Others who donated to Brown's project admitted that they were in it for the rewards. Many people said they just wanted to see if Brown would actually send them a bite of potato salad in the mail, something he promised to do for anyone who gave as little as $3 (Admittedly, this seems like a difficult promise to fulfill, especially considering that some donors live in South America, Europe and Asia.) Others said they wanted Brown to personally thank them on his website, or to say their names out loud while he actually made the now-famous potato salad, both things that Brown also promised to small-time donors.

With such a low buy-in threshold, it was easy for people to join the fun, said Susan Whitbourne, a psychology professor at the University of Massachusetts Amherst. "The amount is small enough that you're not really sacrificing," she said. "And on a deeper level, people want to be part of something larger than themselves."

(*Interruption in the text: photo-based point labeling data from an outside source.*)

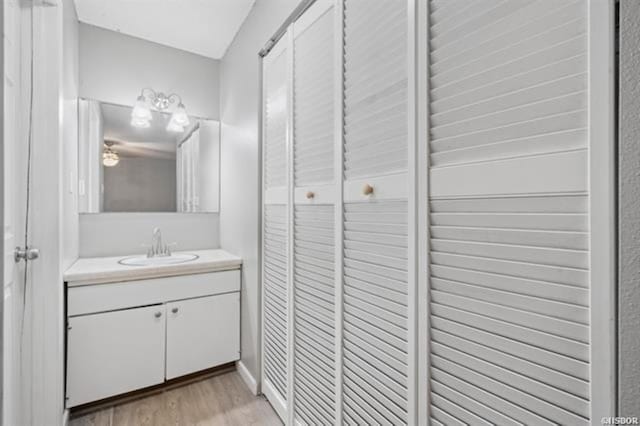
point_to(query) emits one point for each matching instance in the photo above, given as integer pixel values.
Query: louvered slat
(275, 297)
(375, 289)
(275, 122)
(507, 80)
(314, 314)
(313, 102)
(375, 87)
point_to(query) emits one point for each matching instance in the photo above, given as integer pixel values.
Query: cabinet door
(202, 333)
(113, 353)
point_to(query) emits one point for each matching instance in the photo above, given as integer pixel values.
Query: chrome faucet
(158, 249)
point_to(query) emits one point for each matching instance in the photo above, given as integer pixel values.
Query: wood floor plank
(222, 400)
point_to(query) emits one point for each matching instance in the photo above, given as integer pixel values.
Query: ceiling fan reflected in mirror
(141, 114)
(110, 157)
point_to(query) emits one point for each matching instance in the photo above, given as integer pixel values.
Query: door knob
(27, 253)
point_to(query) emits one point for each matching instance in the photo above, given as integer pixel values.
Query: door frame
(602, 207)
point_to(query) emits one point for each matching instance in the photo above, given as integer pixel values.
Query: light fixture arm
(159, 100)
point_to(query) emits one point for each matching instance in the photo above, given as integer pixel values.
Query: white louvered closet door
(314, 248)
(519, 149)
(275, 265)
(378, 349)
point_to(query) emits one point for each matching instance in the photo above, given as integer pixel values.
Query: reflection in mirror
(157, 168)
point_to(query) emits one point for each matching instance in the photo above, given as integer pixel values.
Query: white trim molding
(248, 378)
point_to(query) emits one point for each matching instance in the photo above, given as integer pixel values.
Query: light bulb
(180, 116)
(174, 127)
(140, 123)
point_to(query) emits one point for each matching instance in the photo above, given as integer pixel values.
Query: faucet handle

Of course, if you want to be part of something larger than yourself, you can donate to more meaningful causes. There's a plethora of these to be found on online crowd-funding sites, including projects to provide food to refugees in the Middle East or help the children of U.S. soldiers who died in combat. A lot of the criticism Brown's potato salad project has received has focused on that argument.

To his credit, Brown seems open to using the money for a good cause. Appearing on Good Morning America on Tuesday, he said he wanted to "do the most good" that he could with the funds raised. The big potato party, he said, will be held over Labor Day Weekend.

Regardless of what Brown does with the money, we were curious what his backers thought about about this point. Shouldn't they have given their money instead to a more important cause, like giving e-readers to AIDS orphans in Uganda? Potato salad pledgers mostly rebuffed the question.

"I found it randomly funny, [and] life needs some pointless fun," said Alexandru Popescu, who described himself as "a dude from Romania" and who has only given to four other projects since joining Kickstarter in 2009.

But it was a game developer in Reno, Nevada, who put it most eloquently: "People always assume that fun should take a back seat to more important things," said Philip Ludington, age 41. "But should the nation outlaw fun until all the important things are taken care of? I think not, we'd fail due to a colossal collapse in morale."